Banjir Susulan Rendam Ratusan Rumah di Kabupaten Kudus

Hujan deras yang mengguyur wilayah Kabupaten Kudus, Jawa Tengah, selama beberapa hari terakhir kembali memicu banjir pada Kamis, 5 Februari 2026. Bencana hidrometeorologi tersebut merendam ratusan rumah warga di Desa Pladen, Kecamatan Jekulo.

Camat Jekulo, Adji Setiawan, mengatakan banjir terjadi akibat tanggul Sungai Jawik jebol setelah tidak mampu menahan tingginya debit air. Tanggul setinggi sekitar 1,5 meter tersebut jebol ke arah selatan dengan lebar sekitar lima meter pada pukul 03.30 WIB.

“Tanggul sungai setinggi 1,5 meter jebol ke sisi selatan dengan lebar jebolan kurang lebih lima meter,” ungkap Adji.

Akibat kejadian tersebut, sekitar 250 rumah warga di RT 2 RW 4 Dukuh Jawik, Desa Pladen, terdampak banjir. Air sungai meluap dan menggenangi permukiman penduduk serta ruas jalan desa dengan ketinggian air yang bervariasi hingga mencapai 30 sentimeter.

“Air yang menggenang di RT 2 RW 4 Desa Pladen Kecamatan Jekulo Kabupaten Kudus dengan ketinggian variatif hingga 30 sentimeter,” kata Adji.

Selain merendam rumah warga dan akses jalan, banjir juga menyebabkan kegiatan belajar mengajar di SD Negeri 4 Pladen terhenti sementara. Meski demikian, Adji memastikan tidak ada laporan korban jiwa dalam peristiwa tersebut.
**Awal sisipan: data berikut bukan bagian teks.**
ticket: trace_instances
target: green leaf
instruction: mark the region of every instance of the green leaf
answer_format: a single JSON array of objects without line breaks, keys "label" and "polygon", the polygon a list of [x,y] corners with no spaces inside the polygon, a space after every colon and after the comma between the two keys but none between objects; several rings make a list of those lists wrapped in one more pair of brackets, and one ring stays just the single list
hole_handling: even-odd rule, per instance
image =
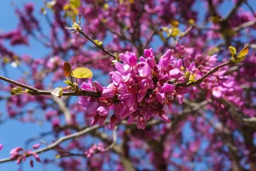
[{"label": "green leaf", "polygon": [[20,87],[15,87],[11,89],[11,94],[12,95],[15,95],[19,94],[23,92],[22,88]]},{"label": "green leaf", "polygon": [[245,56],[247,54],[248,54],[248,52],[249,52],[249,47],[246,46],[244,47],[244,48],[243,48],[243,49],[240,51],[240,52],[239,52],[239,53],[238,55],[238,57]]},{"label": "green leaf", "polygon": [[63,70],[64,71],[64,73],[66,77],[68,77],[71,75],[71,66],[70,66],[70,63],[67,61],[64,62],[63,65]]},{"label": "green leaf", "polygon": [[188,78],[188,83],[190,84],[190,83],[191,83],[192,82],[196,82],[197,80],[195,79],[195,78],[196,77],[196,76],[197,76],[196,74],[190,74],[190,76],[189,76],[189,78]]},{"label": "green leaf", "polygon": [[51,92],[51,94],[55,97],[61,98],[62,97],[63,89],[58,87]]},{"label": "green leaf", "polygon": [[80,0],[69,0],[69,3],[70,6],[74,8],[78,8],[81,5]]},{"label": "green leaf", "polygon": [[229,49],[229,52],[230,52],[232,55],[234,55],[237,53],[237,49],[233,46],[230,46],[228,47],[228,49]]},{"label": "green leaf", "polygon": [[78,67],[72,71],[71,75],[77,78],[92,78],[93,73],[87,68]]}]

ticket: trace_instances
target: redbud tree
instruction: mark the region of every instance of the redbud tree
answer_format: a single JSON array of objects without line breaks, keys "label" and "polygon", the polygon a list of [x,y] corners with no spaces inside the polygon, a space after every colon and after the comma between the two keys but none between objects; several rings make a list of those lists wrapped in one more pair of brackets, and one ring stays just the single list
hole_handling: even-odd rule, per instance
[{"label": "redbud tree", "polygon": [[[0,91],[10,95],[0,100],[10,119],[37,124],[42,112],[52,130],[30,137],[29,147],[13,147],[0,163],[53,163],[63,170],[193,170],[200,163],[205,170],[255,170],[250,2],[52,0],[40,11],[32,3],[14,7],[16,28],[0,34],[6,74]],[[3,43],[29,46],[31,39],[48,49],[41,57]],[[8,65],[23,76],[7,76]],[[55,155],[41,157],[49,151]]]}]

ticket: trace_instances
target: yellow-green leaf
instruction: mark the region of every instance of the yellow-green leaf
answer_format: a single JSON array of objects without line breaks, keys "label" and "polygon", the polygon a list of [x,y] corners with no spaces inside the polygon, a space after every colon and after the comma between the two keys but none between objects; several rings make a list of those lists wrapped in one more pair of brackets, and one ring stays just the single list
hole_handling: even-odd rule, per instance
[{"label": "yellow-green leaf", "polygon": [[176,37],[179,32],[180,30],[178,28],[176,27],[173,28],[172,31],[172,36]]},{"label": "yellow-green leaf", "polygon": [[228,49],[229,49],[229,52],[232,55],[234,55],[237,53],[237,49],[233,46],[230,46],[228,47]]},{"label": "yellow-green leaf", "polygon": [[11,89],[11,94],[12,95],[15,95],[22,93],[22,88],[20,87],[15,87]]},{"label": "yellow-green leaf", "polygon": [[167,32],[169,30],[169,28],[168,28],[168,27],[162,27],[162,30],[163,31],[164,31]]},{"label": "yellow-green leaf", "polygon": [[190,76],[189,76],[189,78],[188,78],[188,83],[190,83],[191,82],[196,82],[197,80],[195,79],[195,78],[196,77],[196,76],[197,76],[197,74],[190,74]]},{"label": "yellow-green leaf", "polygon": [[249,48],[248,46],[246,46],[243,48],[243,49],[239,52],[238,55],[238,57],[243,56],[248,54],[249,52]]},{"label": "yellow-green leaf", "polygon": [[58,87],[51,92],[51,94],[55,97],[61,98],[62,97],[63,89]]},{"label": "yellow-green leaf", "polygon": [[67,11],[69,10],[70,8],[70,5],[69,4],[66,4],[63,7],[62,9],[64,11]]},{"label": "yellow-green leaf", "polygon": [[238,63],[242,61],[245,59],[245,56],[237,56],[237,57],[232,57],[230,59],[232,63]]},{"label": "yellow-green leaf", "polygon": [[68,77],[71,74],[71,66],[70,63],[68,61],[65,61],[63,65],[63,70],[67,77]]},{"label": "yellow-green leaf", "polygon": [[80,0],[69,0],[69,3],[73,8],[78,8],[81,5]]},{"label": "yellow-green leaf", "polygon": [[72,71],[71,75],[77,78],[92,78],[93,73],[87,68],[78,67]]}]

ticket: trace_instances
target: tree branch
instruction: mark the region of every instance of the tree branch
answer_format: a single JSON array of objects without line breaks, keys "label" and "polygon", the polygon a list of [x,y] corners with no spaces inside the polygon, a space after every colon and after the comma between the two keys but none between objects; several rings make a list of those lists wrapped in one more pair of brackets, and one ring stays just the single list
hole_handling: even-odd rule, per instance
[{"label": "tree branch", "polygon": [[195,85],[195,84],[198,84],[200,83],[201,83],[202,82],[203,82],[204,79],[206,78],[207,76],[209,76],[210,75],[216,72],[217,71],[219,70],[219,69],[221,68],[222,68],[223,67],[225,67],[226,66],[227,66],[229,64],[231,63],[231,62],[230,61],[228,61],[227,62],[226,62],[225,63],[223,63],[221,65],[220,65],[218,66],[215,67],[215,68],[212,68],[211,70],[210,70],[209,72],[208,72],[207,73],[203,75],[201,78],[200,78],[199,79],[196,80],[195,82],[192,82],[190,83],[174,83],[170,81],[168,81],[168,83],[172,84],[173,85],[175,85],[176,86],[179,86],[179,87],[190,87],[191,86]]}]

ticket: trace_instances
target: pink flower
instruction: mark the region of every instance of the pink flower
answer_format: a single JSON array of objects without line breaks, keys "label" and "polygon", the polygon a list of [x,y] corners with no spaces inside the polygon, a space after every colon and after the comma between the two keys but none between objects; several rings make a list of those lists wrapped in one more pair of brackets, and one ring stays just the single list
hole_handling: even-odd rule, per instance
[{"label": "pink flower", "polygon": [[41,144],[40,144],[40,143],[34,144],[34,145],[33,145],[33,148],[37,149],[37,148],[39,148],[40,145],[41,145]]}]

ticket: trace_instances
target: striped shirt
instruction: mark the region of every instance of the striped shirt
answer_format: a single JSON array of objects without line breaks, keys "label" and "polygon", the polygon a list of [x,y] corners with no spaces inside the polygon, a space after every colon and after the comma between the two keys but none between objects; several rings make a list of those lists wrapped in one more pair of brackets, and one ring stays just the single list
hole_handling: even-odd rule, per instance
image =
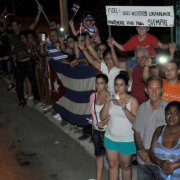
[{"label": "striped shirt", "polygon": [[[165,148],[162,145],[163,134],[164,134],[165,129],[166,129],[166,126],[164,126],[164,128],[163,128],[163,130],[162,130],[162,132],[161,132],[161,134],[157,140],[157,145],[154,148],[154,153],[161,160],[169,160],[172,162],[180,161],[180,138],[179,138],[179,141],[175,147]],[[161,175],[163,178],[166,179],[167,175],[163,171],[161,171]],[[173,171],[172,179],[173,180],[179,180],[180,179],[180,168],[177,168]]]}]

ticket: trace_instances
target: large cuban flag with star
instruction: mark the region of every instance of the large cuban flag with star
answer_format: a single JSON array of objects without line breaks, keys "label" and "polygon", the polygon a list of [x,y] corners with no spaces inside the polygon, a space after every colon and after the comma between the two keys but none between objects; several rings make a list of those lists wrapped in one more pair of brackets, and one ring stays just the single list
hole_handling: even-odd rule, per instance
[{"label": "large cuban flag with star", "polygon": [[80,64],[71,68],[60,61],[52,61],[57,76],[65,87],[65,94],[53,104],[53,108],[71,124],[88,125],[90,117],[89,97],[95,90],[96,69]]}]

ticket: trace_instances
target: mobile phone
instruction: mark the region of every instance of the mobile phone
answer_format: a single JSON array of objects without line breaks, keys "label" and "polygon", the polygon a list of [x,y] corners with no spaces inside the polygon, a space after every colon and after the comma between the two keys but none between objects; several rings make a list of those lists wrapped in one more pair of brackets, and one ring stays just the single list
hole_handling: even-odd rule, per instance
[{"label": "mobile phone", "polygon": [[90,119],[90,118],[86,118],[86,119],[88,121],[88,124],[93,124],[93,120],[92,119]]},{"label": "mobile phone", "polygon": [[44,33],[41,34],[41,40],[46,41],[46,35]]},{"label": "mobile phone", "polygon": [[168,62],[168,56],[159,55],[152,57],[152,65],[164,65]]},{"label": "mobile phone", "polygon": [[60,37],[65,37],[65,31],[64,31],[64,28],[59,28],[59,36]]},{"label": "mobile phone", "polygon": [[119,100],[118,94],[111,93],[111,100],[116,100],[116,101],[118,101],[118,100]]}]

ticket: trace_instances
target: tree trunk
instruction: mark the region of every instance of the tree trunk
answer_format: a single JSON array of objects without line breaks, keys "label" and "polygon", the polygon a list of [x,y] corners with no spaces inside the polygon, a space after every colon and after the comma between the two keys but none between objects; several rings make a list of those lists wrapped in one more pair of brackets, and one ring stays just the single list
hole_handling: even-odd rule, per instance
[{"label": "tree trunk", "polygon": [[67,10],[67,0],[59,0],[59,5],[60,5],[60,24],[61,27],[64,28],[65,33],[68,34],[69,20],[68,20],[68,10]]}]

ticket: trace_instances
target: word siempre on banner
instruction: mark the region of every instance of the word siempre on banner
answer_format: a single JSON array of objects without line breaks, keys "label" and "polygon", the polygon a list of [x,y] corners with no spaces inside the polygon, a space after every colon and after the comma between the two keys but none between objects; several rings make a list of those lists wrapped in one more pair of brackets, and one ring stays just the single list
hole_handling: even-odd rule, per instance
[{"label": "word siempre on banner", "polygon": [[109,26],[173,27],[173,6],[106,6]]}]

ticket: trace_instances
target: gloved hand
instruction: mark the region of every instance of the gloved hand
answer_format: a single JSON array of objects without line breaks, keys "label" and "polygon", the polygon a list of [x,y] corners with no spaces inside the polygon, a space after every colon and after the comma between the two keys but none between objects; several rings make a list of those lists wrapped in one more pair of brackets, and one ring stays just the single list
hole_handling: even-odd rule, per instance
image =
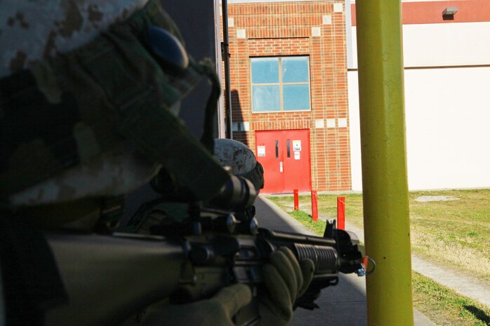
[{"label": "gloved hand", "polygon": [[270,254],[263,269],[267,295],[259,295],[259,313],[263,326],[283,326],[293,317],[293,304],[310,286],[314,264],[311,259],[300,263],[286,247]]},{"label": "gloved hand", "polygon": [[[263,267],[264,288],[259,292],[260,325],[284,326],[293,317],[293,304],[310,285],[314,265],[310,259],[300,263],[287,247],[270,254]],[[168,304],[149,311],[143,326],[234,326],[233,316],[252,299],[250,287],[235,284],[214,297],[192,304]]]}]

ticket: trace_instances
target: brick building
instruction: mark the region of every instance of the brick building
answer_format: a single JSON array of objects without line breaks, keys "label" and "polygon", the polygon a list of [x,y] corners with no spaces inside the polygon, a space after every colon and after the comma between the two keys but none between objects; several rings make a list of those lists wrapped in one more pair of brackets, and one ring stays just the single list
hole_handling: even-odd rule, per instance
[{"label": "brick building", "polygon": [[265,192],[351,189],[342,1],[228,4],[232,137]]}]

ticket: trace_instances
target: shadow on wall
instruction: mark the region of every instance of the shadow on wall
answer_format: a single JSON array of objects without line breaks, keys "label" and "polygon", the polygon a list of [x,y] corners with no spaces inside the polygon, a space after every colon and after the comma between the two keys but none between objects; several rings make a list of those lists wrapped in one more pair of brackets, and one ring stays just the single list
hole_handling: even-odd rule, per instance
[{"label": "shadow on wall", "polygon": [[[232,121],[233,122],[233,139],[241,142],[249,147],[249,140],[246,138],[246,129],[248,128],[246,128],[245,123],[244,123],[240,95],[237,90],[232,90],[232,112],[233,113]],[[251,149],[254,151],[254,149]]]},{"label": "shadow on wall", "polygon": [[465,306],[465,309],[471,313],[476,318],[482,320],[485,325],[490,325],[490,316],[482,309],[475,306]]}]

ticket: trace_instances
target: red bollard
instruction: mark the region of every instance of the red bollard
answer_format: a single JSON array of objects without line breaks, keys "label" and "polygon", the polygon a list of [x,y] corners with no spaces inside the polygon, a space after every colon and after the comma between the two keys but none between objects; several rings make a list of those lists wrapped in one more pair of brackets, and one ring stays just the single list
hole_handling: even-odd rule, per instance
[{"label": "red bollard", "polygon": [[298,189],[294,189],[294,210],[300,209],[300,196],[298,193]]},{"label": "red bollard", "polygon": [[345,229],[345,197],[337,197],[337,229]]},{"label": "red bollard", "polygon": [[316,190],[312,190],[312,219],[318,221],[318,196]]}]

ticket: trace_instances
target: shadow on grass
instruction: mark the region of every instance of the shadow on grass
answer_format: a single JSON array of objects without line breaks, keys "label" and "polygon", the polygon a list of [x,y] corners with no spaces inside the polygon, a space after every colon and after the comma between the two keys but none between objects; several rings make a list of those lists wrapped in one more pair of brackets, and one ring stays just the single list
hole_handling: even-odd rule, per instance
[{"label": "shadow on grass", "polygon": [[482,320],[485,323],[485,325],[490,325],[490,316],[489,316],[482,309],[479,309],[475,306],[465,306],[465,309],[472,313],[477,319]]}]

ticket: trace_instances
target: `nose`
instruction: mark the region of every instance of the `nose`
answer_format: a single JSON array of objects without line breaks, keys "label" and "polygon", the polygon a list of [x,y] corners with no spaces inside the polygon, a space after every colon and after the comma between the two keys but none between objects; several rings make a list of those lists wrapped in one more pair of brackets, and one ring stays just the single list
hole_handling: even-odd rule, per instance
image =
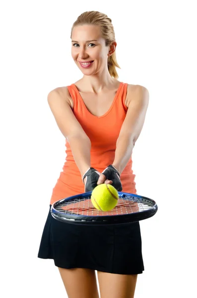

“Saat ini penanganan darurat tanggul jebol dilakukan oleh relawan Desa Tangguh Bencana Pladen dibantu masyarakat sekitar,” ujarnya.

Ia menambahkan, derasnya aliran Sungai Jawik masih menjadi kendala dalam upaya perbaikan tanggul yang jebol. Pihak kecamatan bersama instansi terkait terus melakukan pemantauan kondisi debit air.

“Perbaikan sementara tanggul belum dapat dilakukan karena debit air Sungai Jawik masih deras. Penanganan akan dilanjutkan setelah debit air berangsur surut,” jelas Adji.